Help your kids choose healthy lunches

It’s important to teach kids to eat well from an early age to encourage their taste buds to lean towards healthier options - once they start to make their own choices.

A dilemma for many mothers is what to feed active kids and fussy eaters, without resorting to junk food options which can be high in fat and sodium and crammed full of preservatives.

Sydney Dietitian Geraldine Georgeou provides tips on how to rustle up a healthy, balanced lunch for kids.

Geraldine comments:

“A variety of fresh foods is the key to keeping our kids looking forward to eating their lunch. Sandwiches are often perceived as boring and unless they are made fresh can be quite unappetitising by the time it’s lunchtime”.

Keeping an ice brick or frozen fruit drink in a child’s lunch box is a good tactic to keep the lunch box at a cooler temperature to avoid the spread of bacteria and food spoilage

“Mums are often worried about what to put in our kid’s lunch boxes, especially in the warmer months when keeping lunch boxes cool can be a real problem. A sandwich kept in the heat of a school bag could certainly set a child up for food poisoning.
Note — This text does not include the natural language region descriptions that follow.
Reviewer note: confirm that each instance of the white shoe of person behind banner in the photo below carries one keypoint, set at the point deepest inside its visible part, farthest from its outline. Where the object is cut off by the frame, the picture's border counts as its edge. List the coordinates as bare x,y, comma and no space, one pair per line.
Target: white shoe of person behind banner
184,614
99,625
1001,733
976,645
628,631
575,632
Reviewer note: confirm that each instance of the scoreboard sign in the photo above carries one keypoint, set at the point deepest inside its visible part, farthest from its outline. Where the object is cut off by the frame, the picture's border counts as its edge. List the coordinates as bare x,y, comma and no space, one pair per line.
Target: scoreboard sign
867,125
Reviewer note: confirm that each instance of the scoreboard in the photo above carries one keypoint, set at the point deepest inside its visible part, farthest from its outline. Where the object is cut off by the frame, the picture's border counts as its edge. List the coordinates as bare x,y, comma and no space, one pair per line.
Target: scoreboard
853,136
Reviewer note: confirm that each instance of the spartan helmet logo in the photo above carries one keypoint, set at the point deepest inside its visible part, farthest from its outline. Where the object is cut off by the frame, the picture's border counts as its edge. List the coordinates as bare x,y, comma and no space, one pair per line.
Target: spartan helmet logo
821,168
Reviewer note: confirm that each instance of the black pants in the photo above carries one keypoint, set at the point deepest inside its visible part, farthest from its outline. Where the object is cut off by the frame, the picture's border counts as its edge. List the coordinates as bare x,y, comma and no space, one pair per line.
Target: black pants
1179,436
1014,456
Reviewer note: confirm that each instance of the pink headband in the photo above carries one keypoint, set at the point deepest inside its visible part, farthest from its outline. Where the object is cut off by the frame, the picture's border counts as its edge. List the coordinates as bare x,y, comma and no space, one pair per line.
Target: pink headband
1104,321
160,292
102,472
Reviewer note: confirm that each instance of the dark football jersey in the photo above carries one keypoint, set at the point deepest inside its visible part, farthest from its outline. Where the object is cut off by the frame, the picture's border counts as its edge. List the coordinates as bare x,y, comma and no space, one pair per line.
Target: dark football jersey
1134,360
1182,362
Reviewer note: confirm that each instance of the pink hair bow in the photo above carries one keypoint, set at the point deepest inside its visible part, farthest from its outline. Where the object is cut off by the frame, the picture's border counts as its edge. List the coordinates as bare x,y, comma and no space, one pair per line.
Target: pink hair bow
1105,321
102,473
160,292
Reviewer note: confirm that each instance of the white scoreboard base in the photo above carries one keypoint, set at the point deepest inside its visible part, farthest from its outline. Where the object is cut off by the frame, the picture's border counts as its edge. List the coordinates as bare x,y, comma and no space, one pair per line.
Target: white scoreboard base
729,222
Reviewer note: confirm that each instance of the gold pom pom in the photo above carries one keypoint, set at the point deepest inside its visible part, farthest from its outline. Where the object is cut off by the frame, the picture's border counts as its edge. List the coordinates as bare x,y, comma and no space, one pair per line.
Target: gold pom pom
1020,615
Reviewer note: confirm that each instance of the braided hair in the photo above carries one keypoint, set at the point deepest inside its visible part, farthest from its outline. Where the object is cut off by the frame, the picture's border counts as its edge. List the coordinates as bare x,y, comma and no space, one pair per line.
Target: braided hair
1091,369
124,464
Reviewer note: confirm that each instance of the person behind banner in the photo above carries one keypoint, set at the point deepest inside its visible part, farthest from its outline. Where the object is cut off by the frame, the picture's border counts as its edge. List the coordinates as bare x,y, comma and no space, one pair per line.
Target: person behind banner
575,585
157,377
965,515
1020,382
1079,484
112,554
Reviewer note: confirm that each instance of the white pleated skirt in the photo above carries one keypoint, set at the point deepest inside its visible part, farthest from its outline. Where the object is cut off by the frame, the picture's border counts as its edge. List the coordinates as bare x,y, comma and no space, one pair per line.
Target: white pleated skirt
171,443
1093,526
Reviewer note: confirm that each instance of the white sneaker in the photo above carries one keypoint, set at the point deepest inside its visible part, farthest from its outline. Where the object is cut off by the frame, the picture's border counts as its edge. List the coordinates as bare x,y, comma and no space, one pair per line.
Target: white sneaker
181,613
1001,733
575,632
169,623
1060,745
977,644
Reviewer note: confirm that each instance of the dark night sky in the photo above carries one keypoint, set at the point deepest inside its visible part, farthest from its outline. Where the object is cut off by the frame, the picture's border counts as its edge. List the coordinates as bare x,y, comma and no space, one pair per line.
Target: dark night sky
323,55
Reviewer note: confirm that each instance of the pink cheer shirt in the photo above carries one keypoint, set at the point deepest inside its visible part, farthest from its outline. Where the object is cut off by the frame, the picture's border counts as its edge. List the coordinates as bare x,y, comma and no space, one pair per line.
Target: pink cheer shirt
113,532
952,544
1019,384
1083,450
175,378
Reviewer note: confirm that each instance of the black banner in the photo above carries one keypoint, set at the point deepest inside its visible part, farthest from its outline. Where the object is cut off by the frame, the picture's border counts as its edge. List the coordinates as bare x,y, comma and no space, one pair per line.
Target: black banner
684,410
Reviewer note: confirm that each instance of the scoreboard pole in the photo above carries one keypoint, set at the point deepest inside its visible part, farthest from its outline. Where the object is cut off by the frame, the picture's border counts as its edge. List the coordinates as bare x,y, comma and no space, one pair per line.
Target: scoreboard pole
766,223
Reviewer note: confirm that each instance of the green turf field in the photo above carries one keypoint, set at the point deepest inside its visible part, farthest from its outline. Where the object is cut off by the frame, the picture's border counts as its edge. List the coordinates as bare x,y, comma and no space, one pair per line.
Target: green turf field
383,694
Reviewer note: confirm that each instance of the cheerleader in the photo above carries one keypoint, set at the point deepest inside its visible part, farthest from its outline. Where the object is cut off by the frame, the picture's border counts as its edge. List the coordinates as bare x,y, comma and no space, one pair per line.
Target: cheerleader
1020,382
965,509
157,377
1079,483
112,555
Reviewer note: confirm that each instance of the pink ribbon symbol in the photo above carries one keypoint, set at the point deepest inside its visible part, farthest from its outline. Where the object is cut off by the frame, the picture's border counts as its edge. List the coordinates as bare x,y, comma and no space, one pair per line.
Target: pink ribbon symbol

“These are my tips for livening up your kid’s lunchboxes and teaching them to enjoy healthier options:

  • Use high fibre breads such as wholegrain or oat bread. If your child dislikes grains choose high fibre white bread.
  • Use lean cooked meats in preference to sausage varieties such as devon or salami.
  • Fish on sandwiches may be smelly unless freshly made.
  • Avoid high fat condiments such as mayonnaise.
  • Avoid putting margarine or butter on sandwiches or simply spread it lightly.
  • Choose low saturated fat meats such as trimmed of fat ham, turkey, and lean roast beef.
  • Don’t forget to add colourful foods to the lunch box. Fresh fruit and veggies should become an automatic addition.
  • Salad fillings or veggies on the side of a sandwich could include:
    o    Veggies (wash and dry with paper towel)
    o    Lettuce, shredded or whole, tomatoes or even cherry tomato, grated and cut up carrot, mushrooms, cucumber,                      olives, capsicum and snow peas
    o    Fruit: e.g. Apple, banana, fruit snack packs or even dried fruit such as sultanas and apricots.
  • Involve the kids in their sandwich preparation. Make up a platter of fillings, salad, veggies, lean protein, and a choice of bread and let them create their own sandwich in the morning before school.
  • Kids are at risk of iron deficiency so make sure you offer them a source of iron in their sandwiches such as lean roast beef.
  • Adding a vitamin C enriched food such as a small 100% fruit juice or fresh fruit will help iron absorption.
  • Ensuring a good source of protein is added to the ingredients of a sandwich is essential for sustained energy throughout the day. Fillings such as lean ham, tuna, turkey, roast beef, and/ or low fat cheese are a good example of these.
  • Avoid high fat, high sugar, high sodium snacks in your child’s lunch box. Childhood obesity is on the rise in Australia and there is no reason why fresh, wholesome foods can not be tasty and acceptable choices by our kids today.”